Após essa verificação, o próximo passo é acompanhar atentamente o andamento do pedido de recuperação judicial, uma vez que todos os pagamentos da empresa aos credores serão realizados por meio do processo judicial.
É importante salientar que, devido ao caráter do processo de recuperação judicial, não é possível para um credor iniciar uma ação judicial de cobrança isoladamente contra a empresa em recuperação.
Caso o crédito do credor não esteja listado no processo de recuperação judicial, é necessário habilitá-lo na lista geral de credores para que possa receber da empresa devedora. Essa habilitação pode ocorrer de duas maneiras, dependendo do momento em que o pedido é feito: via administrativa ou via judicial.
Na via administrativa, o processo é mais simples e não requer a assistência de um advogado. O credor deve apresentar a solicitação diretamente ao administrador judicial em até 15 dias a partir da data de publicação do edital de recuperação judicial pela Justiça.
Esse edital contém informações relevantes, como a decisão do juiz que deferiu o processo, a lista completa dos credores e a identificação do administrador judicial.
Caso o credor não consiga habilitar seu crédito dentro do prazo estipulado, será necessário recorrer à via judicial, para a qual é imprescindível o auxílio de um advogado. Nesse caso, se houver alguma divergência quanto ao valor ou classificação apresentada na lista de credores, o credor pode ajuizar uma ação de impugnação de crédito para as devidas correções.
Casos famosos de recuperação judicial
Alguns casos famosos de empresas brasileiras que entraram com pedidos de recuperação judicial nos últimos anos incluem:
- Odebrecht: Uma das maiores empreiteiras do país, a Odebrecht entrou com pedido de recuperação judicial em junho de 2019, após enfrentar uma série de problemas financeiros relacionados a escândalos de corrupção e dívidas elevadas.
- Avianca Brasil: Em dezembro de 2018, a Avianca Brasil, uma das principais companhias aéreas do país, entrou com pedido de recuperação judicial devido a problemas financeiros e disputas com arrendadores de aeronaves.
- Livraria Cultura: Em 2018, a Livraria Cultura, uma das maiores redes de livrarias do Brasil, pediu recuperação judicial após enfrentar dificuldades financeiras causadas pela concorrência com o comércio online e dívidas acumuladas.
- Vasp: A Viação Aérea São Paulo (VASP), uma das mais antigas companhias aéreas do Brasil, entrou com pedido de recuperação judicial em 2005, após anos de dificuldades financeiras e problemas operacionais.
- Oi: Em 2016, a Oi, uma das principais empresas de telecomunicações do Brasil, entrou com o maior pedido de recuperação judicial da história do país, devido a uma dívida bilionária e disputas com credores.
- Americanas: A Americanas, com dívida de R$ 43 bilhões, entrou em recuperação judicial para proteger seu caixa e manter suas operações.
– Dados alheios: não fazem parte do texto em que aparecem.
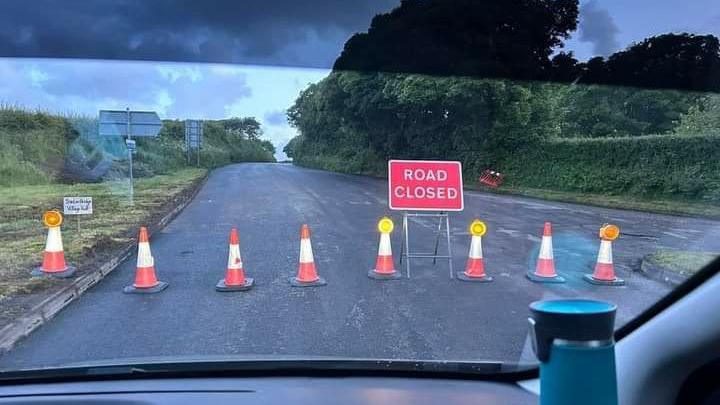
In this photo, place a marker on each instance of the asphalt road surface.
(429, 316)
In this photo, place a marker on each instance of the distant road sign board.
(130, 143)
(77, 205)
(142, 123)
(193, 134)
(425, 185)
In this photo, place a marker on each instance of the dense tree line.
(516, 40)
(476, 81)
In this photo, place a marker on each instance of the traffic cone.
(307, 274)
(54, 264)
(475, 268)
(145, 280)
(604, 273)
(235, 276)
(384, 266)
(545, 267)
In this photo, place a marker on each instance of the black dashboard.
(271, 390)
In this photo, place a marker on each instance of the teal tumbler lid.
(573, 319)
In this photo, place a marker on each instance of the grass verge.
(683, 262)
(673, 207)
(113, 224)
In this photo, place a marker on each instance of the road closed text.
(425, 185)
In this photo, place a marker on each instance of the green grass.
(662, 206)
(113, 223)
(681, 261)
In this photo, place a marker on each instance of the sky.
(270, 50)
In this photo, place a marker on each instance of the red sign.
(425, 185)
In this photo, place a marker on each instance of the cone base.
(222, 287)
(384, 276)
(464, 277)
(592, 280)
(67, 273)
(297, 283)
(131, 289)
(538, 279)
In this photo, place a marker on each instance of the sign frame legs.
(405, 253)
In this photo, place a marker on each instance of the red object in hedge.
(491, 178)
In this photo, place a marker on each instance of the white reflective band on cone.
(234, 259)
(546, 248)
(385, 249)
(145, 258)
(306, 251)
(605, 253)
(54, 241)
(475, 248)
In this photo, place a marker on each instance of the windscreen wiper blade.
(274, 367)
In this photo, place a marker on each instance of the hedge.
(685, 167)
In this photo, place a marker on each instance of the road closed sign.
(425, 185)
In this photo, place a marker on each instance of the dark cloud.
(307, 33)
(598, 27)
(276, 118)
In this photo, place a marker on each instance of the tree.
(246, 127)
(268, 146)
(702, 118)
(488, 38)
(674, 61)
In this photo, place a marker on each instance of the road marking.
(510, 232)
(675, 235)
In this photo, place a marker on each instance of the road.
(428, 316)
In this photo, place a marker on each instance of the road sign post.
(422, 185)
(128, 124)
(193, 138)
(77, 206)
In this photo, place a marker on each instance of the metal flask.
(573, 339)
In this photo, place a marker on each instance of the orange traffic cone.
(384, 266)
(53, 264)
(604, 269)
(475, 268)
(235, 276)
(145, 280)
(307, 274)
(545, 267)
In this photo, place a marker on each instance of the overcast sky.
(304, 36)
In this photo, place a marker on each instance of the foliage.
(702, 118)
(488, 38)
(675, 61)
(683, 167)
(416, 116)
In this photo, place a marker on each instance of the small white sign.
(77, 205)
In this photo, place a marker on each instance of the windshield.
(345, 180)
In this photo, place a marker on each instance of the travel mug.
(573, 339)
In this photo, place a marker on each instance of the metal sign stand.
(405, 246)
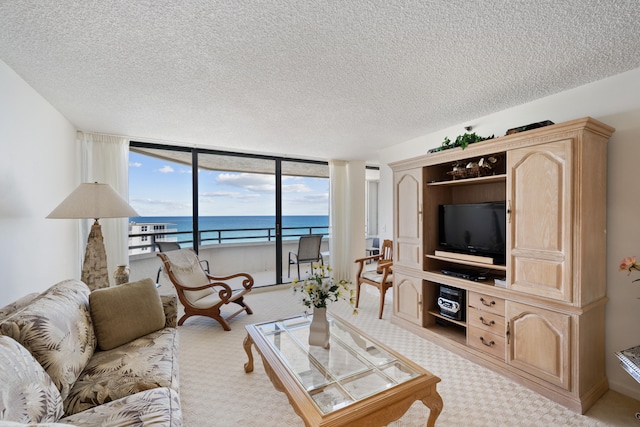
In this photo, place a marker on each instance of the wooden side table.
(630, 362)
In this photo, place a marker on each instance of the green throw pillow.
(123, 313)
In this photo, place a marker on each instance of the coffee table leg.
(248, 367)
(434, 403)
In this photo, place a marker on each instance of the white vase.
(319, 332)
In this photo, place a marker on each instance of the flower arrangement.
(319, 289)
(629, 264)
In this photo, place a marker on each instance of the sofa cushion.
(123, 313)
(56, 329)
(159, 407)
(27, 394)
(148, 362)
(12, 308)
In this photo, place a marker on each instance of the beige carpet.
(215, 390)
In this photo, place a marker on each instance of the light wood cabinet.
(540, 220)
(545, 328)
(408, 298)
(408, 219)
(539, 342)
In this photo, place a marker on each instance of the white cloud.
(253, 182)
(295, 188)
(227, 194)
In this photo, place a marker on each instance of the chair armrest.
(384, 265)
(247, 279)
(170, 307)
(368, 258)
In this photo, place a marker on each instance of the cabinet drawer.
(486, 342)
(490, 322)
(486, 303)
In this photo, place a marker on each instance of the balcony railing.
(221, 236)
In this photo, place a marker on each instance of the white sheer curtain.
(347, 216)
(105, 159)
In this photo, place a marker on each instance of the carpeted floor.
(215, 390)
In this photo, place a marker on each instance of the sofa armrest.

Diferente de casos anteriores, como Odebrecht e Oi, a empresa enfrenta dificuldades extras devido à escassez de ativos para venda e a falta de sinalização dos sócios bilionários para aportes de capital.
Em última análise, a recuperação judicial representa uma possibilidade de renovação para empresas em dificuldades financeiras. Apesar dos desafios e incertezas, esse processo oferece uma oportunidade de reestruturação e continuidade, demonstrando a importância de medidas legais que visam promover a sustentabilidade empresarial em meio a crises econômicas.